È appena iniziato l’incontro a Palazzo Chigi tra il premier incaricato Giuseppe Conte e i capigruppo di M5S e Pd per discutere del programma di governo.
Si tratta di dare qualche limatura e aggiustamento ai punti del programma.
Il nascente Governo giallorosso non sarà una riedizione del precedente esecutivo anzi deve rappresentare e segnare una netta discontinuità.

Nessun contratto per equilibrare il peso dell’alleanza ma la costruzione di un programma condiviso.
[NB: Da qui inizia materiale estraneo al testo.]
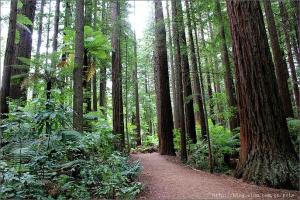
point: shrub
(223, 143)
(64, 164)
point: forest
(199, 100)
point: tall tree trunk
(40, 29)
(279, 62)
(186, 80)
(54, 49)
(23, 50)
(173, 77)
(77, 72)
(267, 155)
(196, 82)
(126, 95)
(8, 58)
(53, 63)
(179, 85)
(118, 123)
(203, 118)
(39, 40)
(87, 89)
(215, 77)
(164, 116)
(102, 79)
(287, 29)
(229, 85)
(208, 80)
(94, 80)
(136, 94)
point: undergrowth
(61, 163)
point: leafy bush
(223, 143)
(150, 141)
(63, 164)
(294, 129)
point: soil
(165, 178)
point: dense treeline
(210, 81)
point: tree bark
(118, 123)
(279, 62)
(77, 72)
(179, 85)
(229, 85)
(40, 29)
(8, 59)
(136, 94)
(208, 80)
(203, 118)
(200, 116)
(173, 77)
(87, 87)
(286, 30)
(94, 80)
(267, 155)
(102, 78)
(164, 116)
(186, 80)
(23, 50)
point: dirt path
(166, 179)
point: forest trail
(166, 179)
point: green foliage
(62, 164)
(22, 19)
(150, 141)
(223, 142)
(294, 129)
(95, 43)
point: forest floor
(165, 178)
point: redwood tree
(186, 79)
(23, 49)
(164, 115)
(77, 72)
(8, 58)
(118, 122)
(267, 155)
(288, 42)
(279, 62)
(197, 93)
(229, 85)
(179, 86)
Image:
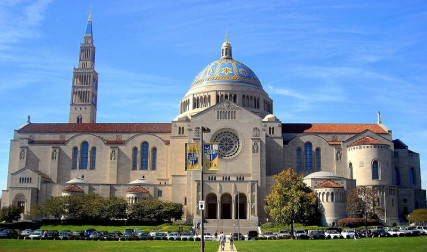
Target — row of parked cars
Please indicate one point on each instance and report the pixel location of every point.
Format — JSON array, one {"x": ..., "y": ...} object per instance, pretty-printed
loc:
[
  {"x": 336, "y": 233},
  {"x": 131, "y": 234}
]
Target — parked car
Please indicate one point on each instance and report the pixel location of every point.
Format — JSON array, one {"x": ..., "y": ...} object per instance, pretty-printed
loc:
[
  {"x": 97, "y": 235},
  {"x": 252, "y": 234},
  {"x": 143, "y": 235},
  {"x": 186, "y": 236},
  {"x": 423, "y": 230},
  {"x": 284, "y": 233},
  {"x": 78, "y": 234},
  {"x": 174, "y": 236},
  {"x": 38, "y": 234},
  {"x": 52, "y": 234},
  {"x": 332, "y": 234},
  {"x": 348, "y": 233},
  {"x": 300, "y": 234},
  {"x": 9, "y": 233},
  {"x": 115, "y": 235},
  {"x": 25, "y": 233},
  {"x": 316, "y": 234},
  {"x": 395, "y": 232},
  {"x": 66, "y": 235},
  {"x": 89, "y": 231},
  {"x": 268, "y": 235},
  {"x": 128, "y": 234}
]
Resta però da sciogliere il nodo del vicepremier.
La soluzione – ipotizzata dallo stesso Conte – potrebbe essere quella di riconfermare lo schema con due vice del precedente esecutivo, nominando Luigi Di Maio per il M5S e Dario Franceschini per il Pd.
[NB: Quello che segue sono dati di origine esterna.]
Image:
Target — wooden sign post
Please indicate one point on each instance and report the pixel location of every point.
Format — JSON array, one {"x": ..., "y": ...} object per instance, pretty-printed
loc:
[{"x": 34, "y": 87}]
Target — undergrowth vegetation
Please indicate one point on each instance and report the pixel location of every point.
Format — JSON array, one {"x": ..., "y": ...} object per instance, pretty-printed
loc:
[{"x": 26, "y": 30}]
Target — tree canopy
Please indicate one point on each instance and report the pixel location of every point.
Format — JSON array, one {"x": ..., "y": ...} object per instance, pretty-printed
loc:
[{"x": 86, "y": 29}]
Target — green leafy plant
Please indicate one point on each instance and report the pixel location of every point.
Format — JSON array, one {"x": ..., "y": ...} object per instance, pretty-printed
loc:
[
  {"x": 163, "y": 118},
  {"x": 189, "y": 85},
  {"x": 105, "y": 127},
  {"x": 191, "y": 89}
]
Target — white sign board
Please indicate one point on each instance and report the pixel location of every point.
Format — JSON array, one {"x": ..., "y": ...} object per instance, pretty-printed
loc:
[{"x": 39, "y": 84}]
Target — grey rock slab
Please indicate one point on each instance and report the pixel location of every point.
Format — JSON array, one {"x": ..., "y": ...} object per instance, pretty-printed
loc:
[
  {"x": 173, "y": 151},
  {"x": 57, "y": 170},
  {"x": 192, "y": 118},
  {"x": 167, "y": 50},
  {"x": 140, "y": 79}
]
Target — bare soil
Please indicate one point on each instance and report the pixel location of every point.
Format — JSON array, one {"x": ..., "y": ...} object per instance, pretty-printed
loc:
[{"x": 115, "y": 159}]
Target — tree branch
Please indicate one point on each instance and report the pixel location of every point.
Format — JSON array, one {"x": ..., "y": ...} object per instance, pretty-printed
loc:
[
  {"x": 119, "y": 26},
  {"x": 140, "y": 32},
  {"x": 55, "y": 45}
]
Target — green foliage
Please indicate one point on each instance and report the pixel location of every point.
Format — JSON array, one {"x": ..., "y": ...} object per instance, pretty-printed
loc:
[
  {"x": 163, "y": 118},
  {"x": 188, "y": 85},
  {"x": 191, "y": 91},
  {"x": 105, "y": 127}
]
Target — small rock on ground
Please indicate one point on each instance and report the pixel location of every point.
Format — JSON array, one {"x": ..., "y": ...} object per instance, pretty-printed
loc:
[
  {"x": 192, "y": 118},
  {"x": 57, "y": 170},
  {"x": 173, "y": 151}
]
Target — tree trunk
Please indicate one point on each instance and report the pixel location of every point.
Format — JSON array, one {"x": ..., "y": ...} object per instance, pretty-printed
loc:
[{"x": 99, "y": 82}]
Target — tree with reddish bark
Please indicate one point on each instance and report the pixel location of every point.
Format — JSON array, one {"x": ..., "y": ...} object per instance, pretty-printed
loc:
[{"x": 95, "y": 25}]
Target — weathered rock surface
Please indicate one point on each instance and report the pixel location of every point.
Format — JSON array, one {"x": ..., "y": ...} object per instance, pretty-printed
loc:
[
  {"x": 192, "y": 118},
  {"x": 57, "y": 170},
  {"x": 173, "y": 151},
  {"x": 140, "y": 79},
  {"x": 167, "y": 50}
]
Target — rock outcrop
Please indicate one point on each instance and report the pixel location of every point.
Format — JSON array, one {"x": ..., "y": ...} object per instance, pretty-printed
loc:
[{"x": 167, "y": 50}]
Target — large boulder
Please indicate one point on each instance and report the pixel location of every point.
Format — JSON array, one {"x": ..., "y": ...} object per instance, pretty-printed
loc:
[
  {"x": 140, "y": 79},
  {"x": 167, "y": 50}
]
Il capo politico del M5S non molla l’osso e si è imposto a tal punto da minacciare di far saltare il tavolo. Il timore di Di Maio è quello, una volta varato l’inedito governo M5S-Pd, di restare intrappolato, imprigionato dai parlamentari democratici oggettivamente più esperti, strategici e lungimiranti di quelli grillini.

Il leader Pentastellato vive la sindrome della padella, insomma, dopo aversi scansato la brace leghista di finire per essere cucinato a fuoco lento dai cuochi piddini.
Ricoprire il ruolo di vicepremier, consente a Di Maio di avere voce in capitolo e conservarsi l’ultima parola.
Una copertura istituzionale fondamentale per ragioni interne – nel M5S soffia un vento di rivolta – ma anche rispetto alla crescita e al nuovo e inaspettato peso politico di Conte, giudicato troppo sulle posizioni del Partito democratico.

Luigi Di Maio teme agguati politici, si guarda le spalle e non si fida più di nessuno. Se la Lega ha progressivamente, in 14 mesi di governo, svuotato e ridotto il consenso Pentastellato, il Partito democratico con la complicità di Conte e il silenzio assenso di Beppe Grillo potrebbe presentare una Opa sul M5S.
Tra l’altro storicamente a sinistra hanno sempre tentato di incorporare, assorbire, far scomparire tutto ciò che non era emanazione del Pds, Ds, Pd.
Di Maio ha capito, compreso che la partita va ben al di là del governo e che dietro i ‘buoni’ e ‘disinteressati’ sentimenti di responsabilità istituzionale Nicola Zingaretti, Matteo Renzi e compagni di merenda tramano altro.